Vimos el futuro a los pies de Urquiza

Somos los dibujos animados de Dios viajando en tropel adentro de un colectivo carrocería Marcopolo G7 pintado con la marca comercial Flecha Bus, desde Paraná a Concepción del Uruguay, uniendo Entre Ríos de costa a costa, como la tanza de una caña de pescar gigante. Abandonados en la ruta 18 abandonada, obra clave de autopista reactivada por el santo peronismo; viajando desde la capital de la Confederación Argentina entre 1854 y 1861; hasta La Histórica capital provincial desde 1814 hasta 1883.

Un grupo de personas desconocidas roncando juntas en un loop de asfalto y pueblos, en butacas numeradas con aire, un baño que cierra a portazos, y un perfume potenciado de cloro, amoníaco y desesperanza, mientras todos los verdes de Entre Ríos se derriten en las ventanillas un lunes lluvioso de septiembre a la mañana, y el mundo gira y asteroides viajan para estrellarse contra este planeta raro y la gente afuera trabaja y se tira en bancos de plaza, andan en bicicleta, hacen mandados; y jóvenes libertarios odian el mundo adulto con razón, y el tiempo se enfrasca al vacío llegando a Villaguay, ciudad de encuentros.

Visto de arriba y en un mapa, el cole da mil vueltas como en un caracol que da vueltas, vuelta sobre vuelta, un pequeño colectivito mareado de lata con música de Benny Hill para al fin entrar a Villa Elisa y el cocoon de las termas, más allá San José con sus parvas de nuez pecán y Colón, con su aire aporteñado de retiro espiritual y casino, y sus pesos uruguayos y sus pequeñas y lindas callecitas de ripio.

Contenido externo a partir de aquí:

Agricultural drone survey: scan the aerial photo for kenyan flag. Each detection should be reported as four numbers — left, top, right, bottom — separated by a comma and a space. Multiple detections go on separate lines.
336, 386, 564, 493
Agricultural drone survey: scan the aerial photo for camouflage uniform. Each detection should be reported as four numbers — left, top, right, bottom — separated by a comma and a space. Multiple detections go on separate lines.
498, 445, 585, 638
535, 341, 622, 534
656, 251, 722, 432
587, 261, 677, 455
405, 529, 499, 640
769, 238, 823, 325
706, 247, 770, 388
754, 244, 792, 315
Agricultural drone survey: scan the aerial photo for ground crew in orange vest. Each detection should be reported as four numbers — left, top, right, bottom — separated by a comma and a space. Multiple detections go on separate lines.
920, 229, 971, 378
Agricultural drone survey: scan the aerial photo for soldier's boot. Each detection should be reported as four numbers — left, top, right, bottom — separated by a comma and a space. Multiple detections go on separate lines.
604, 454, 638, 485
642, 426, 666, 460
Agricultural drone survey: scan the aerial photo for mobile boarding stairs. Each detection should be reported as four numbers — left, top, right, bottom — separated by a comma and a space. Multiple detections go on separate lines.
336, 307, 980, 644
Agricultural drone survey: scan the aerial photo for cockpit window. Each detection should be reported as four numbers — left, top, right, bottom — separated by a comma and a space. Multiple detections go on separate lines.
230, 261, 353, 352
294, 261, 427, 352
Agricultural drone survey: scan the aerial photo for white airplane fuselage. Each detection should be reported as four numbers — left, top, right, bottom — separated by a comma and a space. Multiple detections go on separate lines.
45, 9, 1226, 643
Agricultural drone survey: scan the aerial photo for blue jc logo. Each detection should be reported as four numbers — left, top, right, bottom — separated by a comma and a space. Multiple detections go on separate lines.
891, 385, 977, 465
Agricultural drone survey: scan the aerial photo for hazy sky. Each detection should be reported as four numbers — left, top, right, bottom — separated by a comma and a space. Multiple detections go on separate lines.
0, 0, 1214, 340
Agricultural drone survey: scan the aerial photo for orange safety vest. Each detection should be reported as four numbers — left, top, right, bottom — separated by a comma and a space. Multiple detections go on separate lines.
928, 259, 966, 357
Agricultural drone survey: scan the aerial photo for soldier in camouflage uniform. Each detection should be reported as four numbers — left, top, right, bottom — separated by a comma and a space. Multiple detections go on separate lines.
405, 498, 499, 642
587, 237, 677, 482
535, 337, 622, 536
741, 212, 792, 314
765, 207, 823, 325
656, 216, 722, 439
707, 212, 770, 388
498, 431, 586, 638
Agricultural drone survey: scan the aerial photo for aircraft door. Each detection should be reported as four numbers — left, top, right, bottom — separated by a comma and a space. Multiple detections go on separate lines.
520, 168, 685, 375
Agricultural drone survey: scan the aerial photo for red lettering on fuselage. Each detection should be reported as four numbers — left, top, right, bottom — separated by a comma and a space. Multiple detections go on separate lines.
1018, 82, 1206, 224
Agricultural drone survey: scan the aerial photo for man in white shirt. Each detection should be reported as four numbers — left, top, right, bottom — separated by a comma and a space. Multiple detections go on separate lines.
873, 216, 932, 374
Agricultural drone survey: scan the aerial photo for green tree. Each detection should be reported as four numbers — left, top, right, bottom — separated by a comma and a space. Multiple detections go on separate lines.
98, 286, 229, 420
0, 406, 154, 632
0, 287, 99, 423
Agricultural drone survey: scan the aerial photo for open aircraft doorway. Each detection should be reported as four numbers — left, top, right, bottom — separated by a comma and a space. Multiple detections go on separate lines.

Acá el viaje tremendo se hace más llevadero, nos consolamos lxs pasajerxs, mientras pensamos en deudas, trabajo, amor, sexo, elecciones, sexo sexo sexo, billeteras electrónicas, salvatajes financieros y alguna idea que nos haga ricos como la familia Derudder, dueña de esta mega empresa monopólica de colectivos de larga distancia en la que vamos (con más de 500 unidades y 130 mil servicios al año), nacida en Colón, en 1959.

Pasan las terminales tristes neorrealistas donde todavía hay abrazos y besos, y baños sucios y turbios. Con precios carísimos en los kioscos y luces depres, y olor a lavandina y Querubín. Y en el cole va un gaucho quieto, plantado como un árbol. Una mujer que lleva un ramo de flores. Alguien que mira una película de acción en el celu. Alguien que lee una fotocopia y la marca con un color flúo. Otro que va escuchando y mandando audios a infinita velocidad. Una cafetera rota, agujeros de ventilación tapados con envoltorios de alfajor, un martillo rojo y una salida de emergencia. Y bolsos con comida fría y ropa limpia.

El cole cruza por las ruinas del Viejo Molino, el nuevo hospital, negocios y casas a medio terminar. Y yo que también estaba a medio terminar cuando me fui, vuelvo no como un ex sino más como un turista deslumbrado por la belleza justa de las cosas. Los edificios, la playa, la plaza. Porque no siento nostalgia ni melancolía, los peores sentimientos humanos. Y pienso que el Flecha que va siempre vuelve, y que no es extraño no extrañar, ni sentirse un extraño. Y que uno vive en un barrio pero también hay un barrio adentro de uno.

Entonces Urquiza nos saluda en el cruce de los bulevares Sansoni y Uncal, justo en la entrada protocolar a la ciudad. Una estatua monumento de 2 metros, con dos columnas que representan sus vidas (la privada y la pública), la Constitución de la Confederación Argentina de 1853 y 14 escalones para las provincias de la Confederación, todo puesto sobre un trampolín que simboliza la visión de futuro. Ahí íbamos a fumar porro de chicos, a los pies del general.